Whilst drooling over the Cobra on display at Oshkosh, I learned that the foundation would be offering flips in both the Huey and Cobra from nearby Fond du Lac Airfield on the following day, so bright and early, I took a taxi down to Fond du Lac.
I "established my credentials" with Bruce, the first pilot for the day, by showing him pics of my Alo and Gazelle, and giving him a little of my background, and then paid my bucks for the first ride of the day in this awesome machine.
Turns out, Bruce was a Vietnam Cobra Veteran with many missions under his belt, but had also actually flown a Gazelle in a different theatre.
My flight started out in the front seat of #15826, with Bruce making a mock attack on a small farmhouse near the airfield, and I came under close scrutiny through the mirror set up to reflect the passenger's face to the PIC in the rear.
I must have passed muster, because when I asked to be allowed to take the controls, I was able to repeat the exercise over and over, with each successive dive getting steeper and steeper, until we were all but vertical in our attacks on the long suffering farmers in the area.
I then carried out a sortie down a nearby winding river, strafing the "gooks" with our machine gun. Man, I get all shaky just re-living the flight, with the realisation that this had to be the most exciting flying experience of my life.
Sadly, I then had to return to the airfield, where Bruce landed, to take on the next passenger.

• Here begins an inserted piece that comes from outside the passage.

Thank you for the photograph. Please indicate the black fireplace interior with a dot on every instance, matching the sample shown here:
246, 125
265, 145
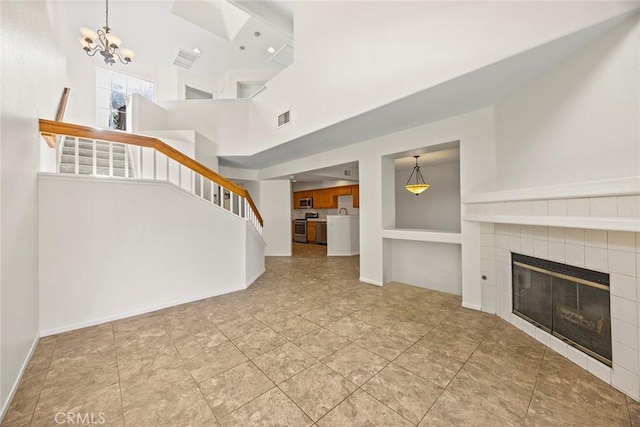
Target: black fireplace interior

To the amazement of the organisers, I returned a short while later for a second and third flight, getting more and more comfortable with the machine on each successive flight, and finished off with a low level high speed pass down the Fond du Lac runway, a steep climb, wingover and second pass in the opposite direction.
President of the organisation, Ed Clarke, presented me with a Demonstration Team Tee shirt and cap, and I look forward to wearing them at future events.
All too soon, it was all over, but the memory and 0.9hr entry in my logbook are there forever.